Developing powerful AI language models requires massive amounts of training data. So far, English-language datasets and proprietary systems from large technology companies have dominated. An international research team wants to change this: With MOSEL (Massive Open-source compliant Speech data for European Languages), they have compiled an extensive collection of open-source speech data for the 24 official languages of the European Union.
The project aims to advance the development of open AI language models in Europe. The initiative is particularly important because previous language models are often based on data that is either copyrighted or whose use is restricted. MOSEL, on the other hand, represents a freely accessible and usable resource that enables the development of transparent and accessible AI systems for all.
The data collected comes from 18 different sources, including projects like CommonVoice, LibriSpeech and VoxPopuli. It includes both transcribed speech recordings and unlabeled audio data. The 505,000 hours of transcribed data are particularly valuable.
However, the distribution between languages is very uneven. While there are over 437,000 hours of annotated data for English, there are only a few hours for languages like Maltese or Irish.
To improve the data situation for low-resource languages, the researchers also automatically transcribed an additional 441,000 hours of previously unlabeled audio data. They used OpenAI's AI model Whisper for this purpose.
The team explains that while automatic transcription is not perfect, it does provide large amounts of training material even for languages with little manually transcribed data. The generated transcripts are published under the Creative Commons CC-BY license, which allows free use with attribution.
The challenges of automatic transcription are particularly evident in the case of Maltese.
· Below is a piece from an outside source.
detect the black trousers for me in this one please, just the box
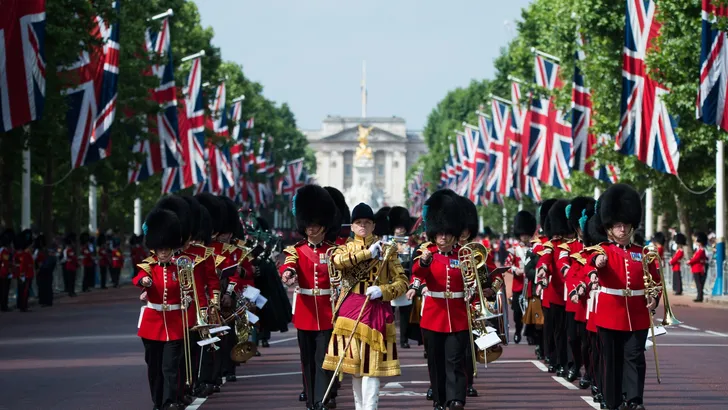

Here, the Whisper model achieved a word error rate of over 80 percent – on average, every fifth word was recognized incorrectly.
Much work remains to be done for such languages - but the automated transcripts could serve as a starting point for further improvements. The team also plans to collect more data for underrepresented languages.
The entire dataset is freely available on GitHub and is intended to provide researchers and developers with access to extensive language data for European languages.
MOSEL represents an important step towards a European AI landscape that is not dominated by large technology companies. The open and freely accessible nature of the data collection enables small businesses, start-ups and research institutions to develop innovative AI applications for European languages.
The MOSEL data can be used for a variety of applications, including:
- Development of speech recognition systems for European languages - Improvement of machine translation systems - Development of language assistants and chatbots for European languages - Research in the field of language processing and machine learningThe MOSEL initiative is an important step towards a more open and inclusive AI landscape in Europe. The freely available language data will drive the development of innovative AI applications for European languages and help strengthen Europe's digital sovereignty.